With AI being used in conjunction with every single piece of tech news nowadays, it is to no surprise that Google’s Cloud Summit this year has machine learning as one of their four main type of sessions. With industries experts from Google (of course), local companies like Singtel, and even startups like Chope, a chance like this is hard to come by.
Providing A Common Platform
With petabytes of data and billions of people shopping, there are tons of information that can be collected and used to aid businesses. However, it can be difficult for companies to begin doing so as it can become really expensive if the entire architecture is not planned out well. This has contributed to the lower of the average lifespan of many companies, particularly in US with the duration dropping from 50 to 20 years.
To help smaller companies transform their infrastructure, they have come up with a combination of Open Source and proprietary solutions – namely Google Cloud. By supplementing Open Source tools with their own, they have created a common platform where the creation (Kubernetes), management and securing of containers (Istio) is easily handled. This reduces the high complexity that is introduced when managing cloud services and their operations.
It does not stop there, IoT can also be managed in within Google Cloud. Connecting your IoT devices, along with your services, to a common toolset can allow for an ease of management and the shielding from external threats with Google’s Cloud Armor.
Smarter G Suite
On the theme of ease of management, Google has been integrated AI into their G Suite applications. On top of that, tasks can be assigned within the apps too, making coordination between team members a more integrated experience.

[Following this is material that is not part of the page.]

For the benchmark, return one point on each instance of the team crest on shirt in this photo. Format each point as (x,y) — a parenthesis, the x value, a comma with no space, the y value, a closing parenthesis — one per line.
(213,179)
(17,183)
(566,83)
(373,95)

What wow-ed us is the capability of search within G Suite. Searching for specific tables among Google Sheets are now possible with natural language, e.g. “average revenue by region”. Gmail’s confidential mode, which sets an expiry date to emails, is also an icing to the cake. This mode even works for recipients on other mailing platforms.
Google Cloud Function (GCF)
When it comes to technology, there is a constant battle for developers between legacy/existing and new systems. Legacy systems can be too expensive to maintain, but is typically relied upon operationally for bigger companies. However, newer systems or services can make add a ton of features that is easier to implement or maintain. That is where GCF can come in to aid in the transition.

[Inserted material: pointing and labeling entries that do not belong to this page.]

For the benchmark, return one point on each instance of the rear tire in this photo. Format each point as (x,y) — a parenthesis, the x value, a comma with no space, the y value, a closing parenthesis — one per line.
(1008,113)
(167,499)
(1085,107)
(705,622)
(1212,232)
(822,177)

Similarly to CloudFlare Workers, it is a serverless framework which acts like an API to bridge customers between your new and old backend systems. It also has the added benefit of providing a greater level of automation and implemention, however it reduces the complexity of your payload. GCF is a rather eloquent and rather simple solution to various issues faced by developers.
Use Case – Zalora
We also got the chance to listen to several companies on how they implemented Google’s Cloud services into their systems. Starting with Zalora, they mentioned the ease of usage BigQuery for the data collected by Google Analytics (GA), and how it is fast and scalable. Together with Google’s AutoML – Vision, their analysis can now be completed by the next day instead of needing 3 full days. Even though AutoML – Vision is a great start for business, it is still limited by the 100,000 cap of training images.
Furthermore, the recent integration of machine learning in BigQuery makes simple machine learning models as easy as a click of a button. As of the moment, the types of models available are still growing, with Multiclass Logistic Regression just added on top of Linear Regressions and Binary Logistic Regression. Hopefully deep learning models will be made available to customers, as they can be more significantly efficient.